Jizo (JPN., “earth womb”) is a bodhisattva known for helping beings in the realms of the dead. Known as Kshitigarbha in Sanskrit and Dizang in Chinese, this bodhisattva often carries a pilgrim’s staff and a cintamani, a gem that can illuminate the darkest corners of hell. He is depicted in a standing posture or, less often, sitting on a lotus. Unlike most bodhisattvas, who are shown wearing richly adorned clothing to indicate their exalted status, Jizo has a shaved head and wears the simple robes of a monk.
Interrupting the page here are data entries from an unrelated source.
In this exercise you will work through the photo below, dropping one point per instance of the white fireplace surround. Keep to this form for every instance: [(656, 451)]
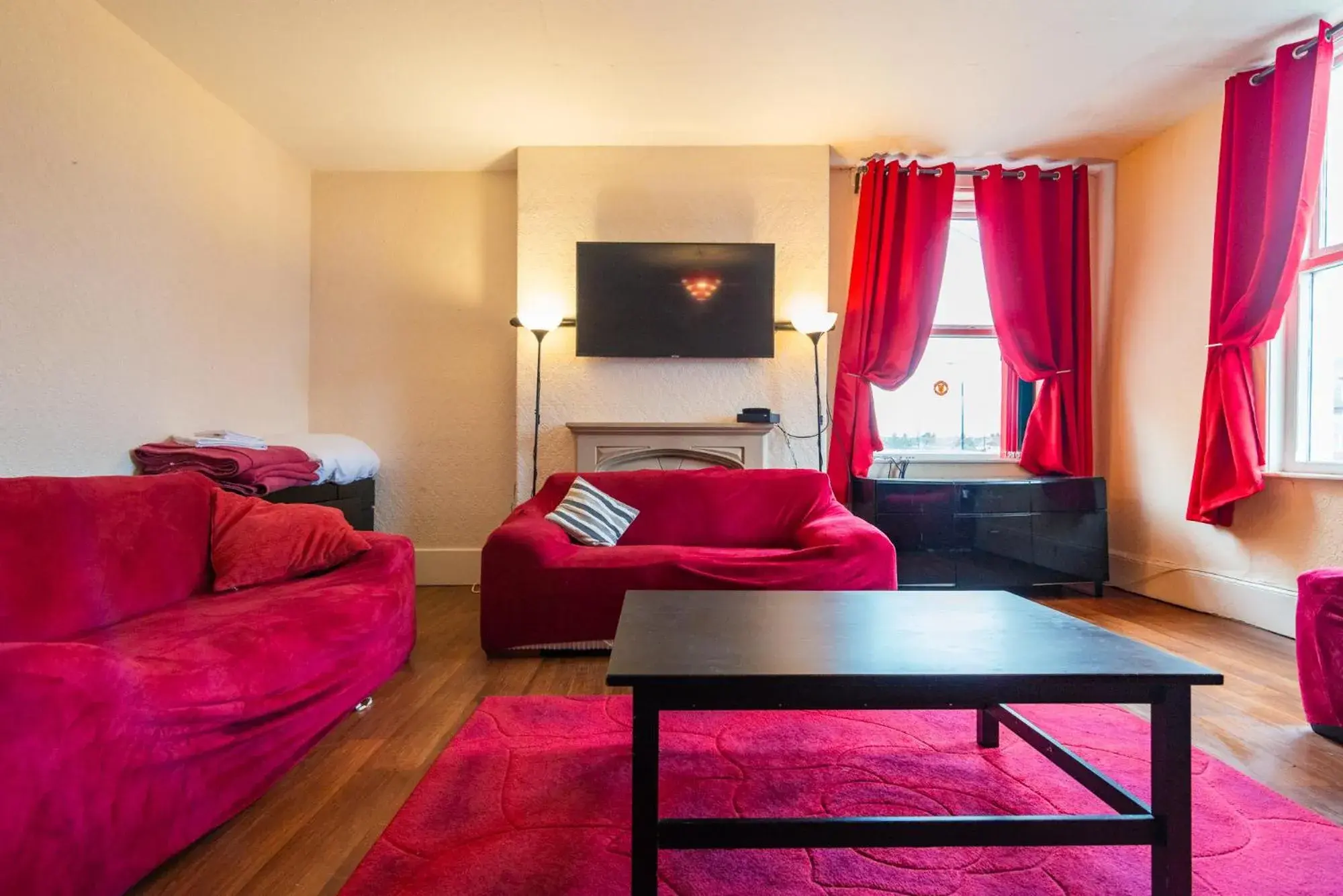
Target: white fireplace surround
[(671, 446)]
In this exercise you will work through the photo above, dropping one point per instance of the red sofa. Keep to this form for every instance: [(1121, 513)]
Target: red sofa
[(1319, 650), (696, 530), (139, 710)]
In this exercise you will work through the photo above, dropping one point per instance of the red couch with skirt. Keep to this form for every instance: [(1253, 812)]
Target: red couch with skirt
[(696, 530), (138, 709), (1319, 650)]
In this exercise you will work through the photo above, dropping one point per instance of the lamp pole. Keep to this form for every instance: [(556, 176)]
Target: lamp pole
[(821, 420), (537, 423)]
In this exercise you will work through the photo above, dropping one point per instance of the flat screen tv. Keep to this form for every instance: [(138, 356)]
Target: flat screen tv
[(676, 299)]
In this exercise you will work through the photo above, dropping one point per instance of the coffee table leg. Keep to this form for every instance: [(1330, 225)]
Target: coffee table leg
[(986, 729), (644, 813), (1173, 860)]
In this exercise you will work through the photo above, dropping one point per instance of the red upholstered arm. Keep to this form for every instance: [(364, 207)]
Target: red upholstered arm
[(528, 536), (835, 526)]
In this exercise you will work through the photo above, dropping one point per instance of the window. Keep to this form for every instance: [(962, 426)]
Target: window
[(1307, 360), (953, 404)]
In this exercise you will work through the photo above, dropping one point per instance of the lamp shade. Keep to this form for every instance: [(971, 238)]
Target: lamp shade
[(543, 318), (815, 321)]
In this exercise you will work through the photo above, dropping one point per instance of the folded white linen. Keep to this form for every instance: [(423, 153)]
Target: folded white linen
[(221, 439), (343, 459)]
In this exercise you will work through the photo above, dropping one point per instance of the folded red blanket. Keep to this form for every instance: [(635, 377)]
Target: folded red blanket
[(248, 471)]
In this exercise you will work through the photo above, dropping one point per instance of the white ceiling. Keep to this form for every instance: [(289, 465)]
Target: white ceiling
[(457, 85)]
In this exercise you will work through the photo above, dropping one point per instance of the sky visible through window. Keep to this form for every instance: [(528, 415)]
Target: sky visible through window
[(953, 403)]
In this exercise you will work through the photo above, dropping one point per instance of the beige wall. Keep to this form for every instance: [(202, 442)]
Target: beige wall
[(154, 251), (413, 290), (753, 195), (1158, 334)]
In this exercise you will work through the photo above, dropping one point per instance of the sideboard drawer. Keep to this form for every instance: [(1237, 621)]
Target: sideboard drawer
[(994, 498)]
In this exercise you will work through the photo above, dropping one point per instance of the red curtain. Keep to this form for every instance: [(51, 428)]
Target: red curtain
[(1036, 239), (1268, 180), (900, 250)]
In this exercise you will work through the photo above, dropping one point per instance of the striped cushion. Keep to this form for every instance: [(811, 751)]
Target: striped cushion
[(592, 517)]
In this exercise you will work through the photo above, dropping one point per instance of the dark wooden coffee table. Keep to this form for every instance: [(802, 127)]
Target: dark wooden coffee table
[(903, 651)]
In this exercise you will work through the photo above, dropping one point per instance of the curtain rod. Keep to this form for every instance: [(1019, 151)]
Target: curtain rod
[(1258, 78), (937, 172)]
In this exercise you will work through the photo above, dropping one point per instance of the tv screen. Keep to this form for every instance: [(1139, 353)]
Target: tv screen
[(676, 299)]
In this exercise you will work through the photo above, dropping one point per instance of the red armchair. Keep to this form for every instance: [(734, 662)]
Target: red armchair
[(696, 530), (138, 709), (1319, 650)]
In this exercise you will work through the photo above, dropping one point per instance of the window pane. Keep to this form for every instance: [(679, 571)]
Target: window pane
[(1332, 192), (965, 417), (1321, 373), (965, 293)]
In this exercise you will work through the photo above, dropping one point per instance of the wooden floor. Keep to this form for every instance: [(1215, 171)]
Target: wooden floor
[(308, 834)]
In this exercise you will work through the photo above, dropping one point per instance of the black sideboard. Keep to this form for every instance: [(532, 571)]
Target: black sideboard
[(990, 534), (357, 499)]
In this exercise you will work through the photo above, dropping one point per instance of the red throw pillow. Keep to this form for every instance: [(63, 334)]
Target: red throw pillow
[(254, 542)]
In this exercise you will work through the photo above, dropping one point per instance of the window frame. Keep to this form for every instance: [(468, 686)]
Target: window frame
[(962, 209), (1285, 381)]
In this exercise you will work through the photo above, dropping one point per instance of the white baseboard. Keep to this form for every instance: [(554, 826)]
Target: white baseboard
[(448, 565), (1262, 605)]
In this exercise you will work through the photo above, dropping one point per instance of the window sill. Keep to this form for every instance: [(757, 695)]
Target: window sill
[(890, 458), (1293, 474)]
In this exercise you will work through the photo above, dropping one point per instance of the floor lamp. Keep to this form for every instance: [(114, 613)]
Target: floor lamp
[(816, 325), (539, 322)]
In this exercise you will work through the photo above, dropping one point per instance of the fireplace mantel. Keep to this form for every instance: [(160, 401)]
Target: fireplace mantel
[(671, 446)]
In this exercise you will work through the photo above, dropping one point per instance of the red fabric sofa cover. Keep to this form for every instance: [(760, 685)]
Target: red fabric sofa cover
[(138, 710), (696, 530), (1319, 648)]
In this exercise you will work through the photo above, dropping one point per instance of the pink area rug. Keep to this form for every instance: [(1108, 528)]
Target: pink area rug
[(532, 799)]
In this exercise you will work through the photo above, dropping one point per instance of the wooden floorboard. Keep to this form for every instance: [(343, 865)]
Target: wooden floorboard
[(308, 834)]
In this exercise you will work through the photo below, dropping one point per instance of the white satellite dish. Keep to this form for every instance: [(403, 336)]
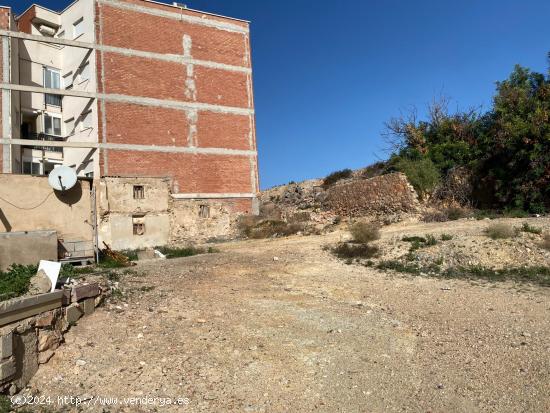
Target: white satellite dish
[(62, 178)]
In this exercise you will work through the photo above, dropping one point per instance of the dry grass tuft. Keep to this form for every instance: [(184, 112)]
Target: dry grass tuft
[(500, 231), (364, 232)]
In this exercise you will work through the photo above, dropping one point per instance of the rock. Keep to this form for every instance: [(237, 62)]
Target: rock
[(147, 254), (45, 356), (48, 340), (40, 283), (88, 306)]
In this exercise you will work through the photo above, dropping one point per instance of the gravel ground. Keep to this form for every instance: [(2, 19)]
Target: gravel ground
[(281, 326)]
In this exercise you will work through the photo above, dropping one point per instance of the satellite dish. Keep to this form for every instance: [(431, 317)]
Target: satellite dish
[(62, 178)]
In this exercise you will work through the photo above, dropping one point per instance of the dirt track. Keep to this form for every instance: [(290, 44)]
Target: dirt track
[(242, 331)]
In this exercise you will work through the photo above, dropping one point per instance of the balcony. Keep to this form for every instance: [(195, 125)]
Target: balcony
[(44, 137)]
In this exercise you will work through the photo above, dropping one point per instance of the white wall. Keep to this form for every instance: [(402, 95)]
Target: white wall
[(33, 56)]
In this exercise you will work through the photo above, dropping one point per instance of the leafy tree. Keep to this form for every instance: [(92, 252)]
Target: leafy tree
[(507, 148)]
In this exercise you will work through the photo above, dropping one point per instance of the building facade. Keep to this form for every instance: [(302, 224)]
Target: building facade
[(132, 89)]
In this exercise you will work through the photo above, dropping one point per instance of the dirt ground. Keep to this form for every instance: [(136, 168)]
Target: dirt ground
[(281, 326)]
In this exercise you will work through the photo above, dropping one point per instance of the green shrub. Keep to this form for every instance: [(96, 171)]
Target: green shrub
[(178, 252), (422, 174), (414, 238), (500, 231), (346, 250), (430, 240), (364, 232), (336, 176), (528, 228), (254, 229)]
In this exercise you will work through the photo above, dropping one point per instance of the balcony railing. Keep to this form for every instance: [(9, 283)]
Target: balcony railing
[(45, 137), (54, 100)]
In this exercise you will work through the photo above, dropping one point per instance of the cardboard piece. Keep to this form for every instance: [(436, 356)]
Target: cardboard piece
[(52, 269)]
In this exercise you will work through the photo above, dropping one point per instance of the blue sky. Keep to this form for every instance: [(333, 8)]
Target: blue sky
[(328, 74)]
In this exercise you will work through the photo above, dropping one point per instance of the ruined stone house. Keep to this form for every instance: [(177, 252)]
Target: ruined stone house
[(151, 103)]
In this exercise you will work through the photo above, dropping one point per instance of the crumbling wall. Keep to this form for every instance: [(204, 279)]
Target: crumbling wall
[(129, 203), (384, 194), (205, 219), (28, 203), (27, 247), (32, 328)]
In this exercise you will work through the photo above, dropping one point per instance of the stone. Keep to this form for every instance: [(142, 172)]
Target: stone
[(48, 340), (80, 292), (45, 356), (40, 283), (6, 345), (73, 313), (88, 306), (46, 319), (7, 369)]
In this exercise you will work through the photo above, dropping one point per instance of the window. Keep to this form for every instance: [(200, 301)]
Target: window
[(68, 80), (69, 126), (31, 168), (138, 224), (139, 192), (78, 28), (86, 119), (52, 125), (204, 211), (52, 80), (84, 72)]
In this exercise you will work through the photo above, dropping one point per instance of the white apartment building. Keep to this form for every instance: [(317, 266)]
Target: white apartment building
[(51, 117)]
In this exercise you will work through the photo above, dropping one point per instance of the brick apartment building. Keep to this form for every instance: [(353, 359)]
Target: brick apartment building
[(132, 89)]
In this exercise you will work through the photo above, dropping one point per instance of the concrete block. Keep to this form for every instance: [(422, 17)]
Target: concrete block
[(45, 356), (7, 369), (48, 340), (148, 254), (6, 345), (79, 292), (73, 313), (88, 305), (27, 247), (46, 319)]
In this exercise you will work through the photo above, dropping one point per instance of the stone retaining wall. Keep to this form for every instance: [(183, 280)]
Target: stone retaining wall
[(32, 328), (384, 194)]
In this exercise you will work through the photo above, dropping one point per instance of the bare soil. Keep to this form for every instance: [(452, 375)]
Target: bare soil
[(280, 325)]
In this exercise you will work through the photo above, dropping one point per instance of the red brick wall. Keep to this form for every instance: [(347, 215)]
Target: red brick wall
[(123, 28), (191, 173), (132, 123), (4, 24)]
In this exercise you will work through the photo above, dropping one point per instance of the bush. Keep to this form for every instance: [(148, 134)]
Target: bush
[(334, 177), (177, 252), (436, 216), (422, 174), (500, 231), (528, 228), (347, 250), (252, 228), (363, 232)]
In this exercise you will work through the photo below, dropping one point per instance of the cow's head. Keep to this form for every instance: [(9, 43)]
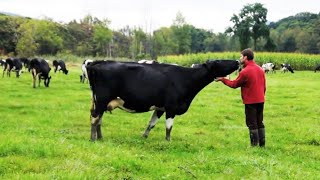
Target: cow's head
[(221, 68), (47, 81)]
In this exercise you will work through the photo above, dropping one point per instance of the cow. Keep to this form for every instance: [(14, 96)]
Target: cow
[(196, 65), (317, 68), (26, 63), (162, 88), (12, 64), (269, 67), (2, 62), (286, 67), (84, 74), (40, 69), (60, 66), (148, 61)]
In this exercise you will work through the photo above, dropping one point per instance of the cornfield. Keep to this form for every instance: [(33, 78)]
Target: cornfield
[(297, 60)]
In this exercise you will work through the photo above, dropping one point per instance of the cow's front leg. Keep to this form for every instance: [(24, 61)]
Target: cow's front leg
[(153, 121), (95, 127), (169, 124), (99, 132)]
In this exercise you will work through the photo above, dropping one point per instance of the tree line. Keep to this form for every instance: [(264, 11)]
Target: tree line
[(93, 37)]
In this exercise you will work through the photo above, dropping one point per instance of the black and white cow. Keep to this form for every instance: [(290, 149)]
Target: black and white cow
[(196, 65), (12, 64), (145, 61), (60, 66), (162, 88), (2, 63), (286, 67), (84, 74), (25, 62), (40, 69), (317, 68), (269, 67)]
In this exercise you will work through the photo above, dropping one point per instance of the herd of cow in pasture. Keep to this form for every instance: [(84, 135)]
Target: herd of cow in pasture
[(38, 67), (142, 86)]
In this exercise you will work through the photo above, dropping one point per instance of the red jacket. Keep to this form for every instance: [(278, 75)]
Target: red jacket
[(252, 82)]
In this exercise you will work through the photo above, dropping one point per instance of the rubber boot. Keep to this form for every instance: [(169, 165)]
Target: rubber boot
[(254, 137), (262, 137)]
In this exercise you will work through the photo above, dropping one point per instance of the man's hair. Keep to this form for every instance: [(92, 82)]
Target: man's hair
[(249, 53)]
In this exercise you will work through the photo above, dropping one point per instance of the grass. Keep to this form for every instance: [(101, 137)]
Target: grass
[(45, 134)]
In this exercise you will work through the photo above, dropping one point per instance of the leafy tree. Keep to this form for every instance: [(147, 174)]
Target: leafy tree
[(102, 37), (8, 34), (182, 34), (163, 43), (251, 22), (27, 45), (139, 39), (198, 37)]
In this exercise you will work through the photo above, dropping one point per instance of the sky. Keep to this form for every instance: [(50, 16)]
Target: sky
[(150, 15)]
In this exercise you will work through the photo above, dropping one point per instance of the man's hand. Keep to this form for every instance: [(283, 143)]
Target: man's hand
[(218, 79)]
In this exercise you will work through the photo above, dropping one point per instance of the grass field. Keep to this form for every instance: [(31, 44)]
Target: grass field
[(44, 134)]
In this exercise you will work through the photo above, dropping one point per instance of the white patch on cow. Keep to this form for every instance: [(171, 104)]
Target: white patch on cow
[(169, 123), (118, 103), (154, 119), (152, 108), (95, 119)]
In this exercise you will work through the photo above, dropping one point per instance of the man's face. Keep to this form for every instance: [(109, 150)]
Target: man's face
[(242, 59)]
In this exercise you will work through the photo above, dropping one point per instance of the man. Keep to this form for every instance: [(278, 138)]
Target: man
[(253, 87)]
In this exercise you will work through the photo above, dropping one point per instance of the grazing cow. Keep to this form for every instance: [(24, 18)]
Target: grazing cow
[(138, 88), (40, 68), (286, 67), (12, 64), (317, 68), (60, 65), (148, 61), (269, 67), (26, 63), (84, 74), (2, 62), (196, 65)]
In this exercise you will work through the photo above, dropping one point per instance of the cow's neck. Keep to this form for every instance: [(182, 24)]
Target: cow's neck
[(200, 79)]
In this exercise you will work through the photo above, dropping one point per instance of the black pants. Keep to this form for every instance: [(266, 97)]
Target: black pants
[(254, 115)]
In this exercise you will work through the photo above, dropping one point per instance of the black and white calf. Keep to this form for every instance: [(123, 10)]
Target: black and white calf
[(269, 67), (60, 66), (84, 74), (162, 88), (317, 68), (12, 64), (286, 67), (40, 69)]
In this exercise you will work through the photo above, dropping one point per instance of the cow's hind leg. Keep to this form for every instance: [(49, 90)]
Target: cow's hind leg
[(169, 124), (154, 119)]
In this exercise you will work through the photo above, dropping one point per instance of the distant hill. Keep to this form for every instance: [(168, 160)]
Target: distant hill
[(9, 14), (302, 20)]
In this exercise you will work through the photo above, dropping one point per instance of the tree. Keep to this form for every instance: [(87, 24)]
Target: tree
[(163, 43), (102, 37), (251, 22), (8, 33), (182, 34)]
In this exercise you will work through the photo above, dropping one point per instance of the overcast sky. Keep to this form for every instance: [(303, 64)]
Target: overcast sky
[(151, 14)]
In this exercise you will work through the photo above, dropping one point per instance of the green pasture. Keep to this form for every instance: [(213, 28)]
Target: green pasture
[(44, 134)]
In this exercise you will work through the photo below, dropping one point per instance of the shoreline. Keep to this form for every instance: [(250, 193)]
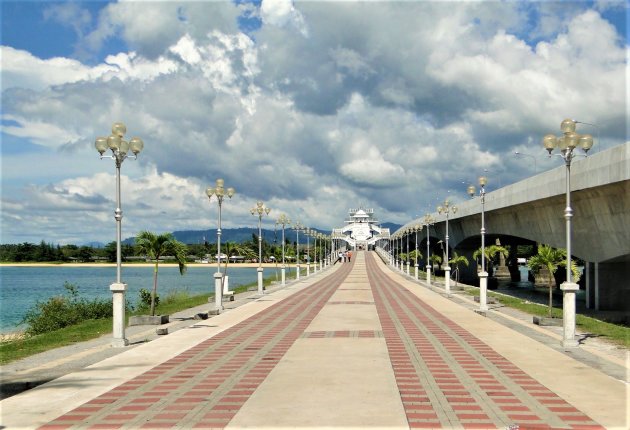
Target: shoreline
[(231, 265)]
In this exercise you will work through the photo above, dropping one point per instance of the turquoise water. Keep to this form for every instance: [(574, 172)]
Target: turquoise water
[(23, 287)]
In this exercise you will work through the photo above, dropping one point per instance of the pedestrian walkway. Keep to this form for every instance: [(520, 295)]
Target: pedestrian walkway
[(357, 346)]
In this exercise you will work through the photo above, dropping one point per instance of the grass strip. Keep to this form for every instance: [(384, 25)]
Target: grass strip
[(617, 334), (25, 347)]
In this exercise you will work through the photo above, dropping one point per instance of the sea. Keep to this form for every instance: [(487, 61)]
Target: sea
[(22, 287)]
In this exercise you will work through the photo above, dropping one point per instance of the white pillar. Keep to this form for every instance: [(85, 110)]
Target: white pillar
[(218, 293), (596, 286), (588, 269), (118, 302), (260, 284), (483, 291), (447, 279), (568, 314)]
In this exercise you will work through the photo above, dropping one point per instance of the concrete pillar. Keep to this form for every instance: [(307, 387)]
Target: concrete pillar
[(218, 293), (596, 285), (118, 302), (483, 291), (447, 279), (588, 268), (568, 314), (260, 281)]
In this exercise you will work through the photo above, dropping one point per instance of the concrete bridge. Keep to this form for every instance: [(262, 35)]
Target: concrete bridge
[(532, 210)]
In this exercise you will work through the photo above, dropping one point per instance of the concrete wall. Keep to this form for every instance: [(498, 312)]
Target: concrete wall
[(533, 209)]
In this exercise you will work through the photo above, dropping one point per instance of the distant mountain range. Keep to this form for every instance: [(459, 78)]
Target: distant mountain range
[(242, 234)]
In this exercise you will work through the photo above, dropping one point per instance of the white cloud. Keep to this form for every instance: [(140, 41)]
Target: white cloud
[(386, 104)]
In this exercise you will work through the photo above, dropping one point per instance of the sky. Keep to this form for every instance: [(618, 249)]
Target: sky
[(313, 107)]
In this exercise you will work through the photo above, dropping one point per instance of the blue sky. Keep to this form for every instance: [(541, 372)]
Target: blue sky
[(313, 107)]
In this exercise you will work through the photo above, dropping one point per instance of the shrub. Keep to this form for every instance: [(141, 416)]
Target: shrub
[(145, 299), (62, 311)]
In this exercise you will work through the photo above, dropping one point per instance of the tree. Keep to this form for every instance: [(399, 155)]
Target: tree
[(436, 259), (155, 246), (491, 252), (551, 258), (456, 261)]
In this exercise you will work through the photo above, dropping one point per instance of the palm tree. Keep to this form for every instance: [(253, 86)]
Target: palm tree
[(551, 258), (155, 246), (457, 260), (436, 259), (491, 253)]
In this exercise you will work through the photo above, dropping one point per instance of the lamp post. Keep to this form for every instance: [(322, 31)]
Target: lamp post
[(297, 227), (407, 233), (259, 210), (120, 152), (447, 208), (428, 221), (483, 275), (566, 144), (283, 220), (307, 233), (219, 192), (416, 228)]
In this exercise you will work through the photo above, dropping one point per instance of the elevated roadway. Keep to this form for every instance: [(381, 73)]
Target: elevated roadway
[(533, 210)]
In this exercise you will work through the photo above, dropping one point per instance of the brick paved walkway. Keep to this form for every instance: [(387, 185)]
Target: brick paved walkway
[(205, 387), (357, 348), (449, 379)]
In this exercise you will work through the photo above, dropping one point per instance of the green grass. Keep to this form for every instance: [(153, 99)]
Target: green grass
[(614, 333), (87, 330), (18, 349)]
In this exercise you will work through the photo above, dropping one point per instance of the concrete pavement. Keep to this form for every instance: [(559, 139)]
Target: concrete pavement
[(353, 347)]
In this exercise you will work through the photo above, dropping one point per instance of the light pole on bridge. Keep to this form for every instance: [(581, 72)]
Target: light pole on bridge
[(416, 228), (283, 220), (447, 208), (220, 192), (428, 221), (483, 275), (566, 144), (298, 228), (259, 210), (120, 149)]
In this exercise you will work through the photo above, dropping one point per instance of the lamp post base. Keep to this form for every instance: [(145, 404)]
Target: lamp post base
[(118, 304), (483, 291), (260, 282), (568, 314), (218, 293), (447, 280)]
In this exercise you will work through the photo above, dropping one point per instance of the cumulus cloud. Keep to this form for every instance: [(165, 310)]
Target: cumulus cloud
[(324, 107)]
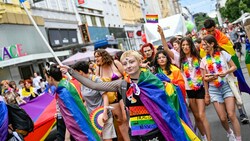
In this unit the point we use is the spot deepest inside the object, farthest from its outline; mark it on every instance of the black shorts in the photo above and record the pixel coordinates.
(237, 46)
(154, 135)
(198, 94)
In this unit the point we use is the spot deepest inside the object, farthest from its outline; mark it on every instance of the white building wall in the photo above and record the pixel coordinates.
(98, 22)
(152, 7)
(110, 11)
(57, 14)
(88, 18)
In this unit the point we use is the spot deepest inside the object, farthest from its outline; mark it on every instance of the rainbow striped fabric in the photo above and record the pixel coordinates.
(247, 58)
(3, 120)
(42, 111)
(152, 18)
(226, 44)
(74, 113)
(154, 97)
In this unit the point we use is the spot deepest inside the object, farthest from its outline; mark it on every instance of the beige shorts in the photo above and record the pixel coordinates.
(108, 131)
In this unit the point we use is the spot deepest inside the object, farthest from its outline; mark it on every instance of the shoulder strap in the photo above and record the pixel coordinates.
(123, 91)
(117, 68)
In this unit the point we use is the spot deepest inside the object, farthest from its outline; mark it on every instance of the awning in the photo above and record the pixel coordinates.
(105, 43)
(86, 56)
(31, 57)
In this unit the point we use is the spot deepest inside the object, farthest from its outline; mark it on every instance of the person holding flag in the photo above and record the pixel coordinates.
(227, 45)
(71, 106)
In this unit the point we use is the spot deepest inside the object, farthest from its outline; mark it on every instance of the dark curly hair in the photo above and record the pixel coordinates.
(194, 52)
(168, 64)
(210, 39)
(147, 45)
(53, 70)
(106, 57)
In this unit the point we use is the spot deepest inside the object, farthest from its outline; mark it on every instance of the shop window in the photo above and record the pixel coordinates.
(26, 71)
(61, 37)
(8, 1)
(41, 68)
(93, 20)
(102, 22)
(84, 20)
(65, 6)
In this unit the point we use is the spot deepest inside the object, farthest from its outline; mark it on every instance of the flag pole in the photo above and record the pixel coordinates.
(42, 36)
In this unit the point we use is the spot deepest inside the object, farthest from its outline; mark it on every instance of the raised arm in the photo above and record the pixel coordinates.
(112, 86)
(164, 42)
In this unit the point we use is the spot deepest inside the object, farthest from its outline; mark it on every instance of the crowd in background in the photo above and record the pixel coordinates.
(181, 62)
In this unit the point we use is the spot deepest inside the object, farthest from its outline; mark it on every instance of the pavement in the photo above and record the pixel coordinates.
(217, 131)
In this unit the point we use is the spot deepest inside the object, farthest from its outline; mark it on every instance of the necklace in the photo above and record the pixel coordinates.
(197, 72)
(211, 69)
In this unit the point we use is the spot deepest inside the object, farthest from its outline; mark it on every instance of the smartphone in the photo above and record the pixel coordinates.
(209, 74)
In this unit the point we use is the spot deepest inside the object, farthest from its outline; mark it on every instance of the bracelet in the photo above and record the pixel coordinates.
(70, 71)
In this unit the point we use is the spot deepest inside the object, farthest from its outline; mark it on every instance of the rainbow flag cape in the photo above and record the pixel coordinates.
(162, 110)
(247, 58)
(175, 94)
(226, 44)
(152, 18)
(3, 120)
(74, 113)
(42, 111)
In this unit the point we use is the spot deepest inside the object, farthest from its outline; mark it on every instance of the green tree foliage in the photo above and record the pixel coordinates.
(233, 8)
(200, 18)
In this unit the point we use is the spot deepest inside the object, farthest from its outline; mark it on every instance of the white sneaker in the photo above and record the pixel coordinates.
(231, 136)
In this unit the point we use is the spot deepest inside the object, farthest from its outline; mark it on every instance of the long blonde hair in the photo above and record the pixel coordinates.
(129, 53)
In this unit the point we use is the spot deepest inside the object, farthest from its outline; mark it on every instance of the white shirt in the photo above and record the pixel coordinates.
(227, 58)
In one of his past lives, Jizo was a young woman who traveled to hell to rescue her suffering mother and subsequently vowed to save all beings suffering in these realms. The story became popular, and Jizo became associated with death, dying, and the realms of the dead, including judging the dead and guiding the virtuous to Pure Lands. While death may be the greatest journey, however, Jizo also protects pilgrims and other travelers on their earthly excursions. This explains his simple garb—like those he watches over, he is dressed for a long and arduous trip.

The Kshitigarbha Sutra relates the bodhisattva’s deeds in the various hells, which are described in excruciating detail. It also expounds on the bodhisattva’s filial piety by relating how the Buddha once traveled to a heavenly realm to teach the dharma to his mother. Some chapters describe how rituals should be conducted to honor departed ancestors and pray for fortunate rebirths.

In Japan, Jizo has taken on a special significance as the protector of children, particularly those who have been miscarried, aborted, or stillborn. As part of the mourning ceremony known as Mizuko Kuyo, statues of Jizo are often adorned by grieving parents with children’s accessories, including bibs, caps, and toys. Sometimes six statues of Jizo are presented side by side, representing the six realms from which he can rescue suffering souls.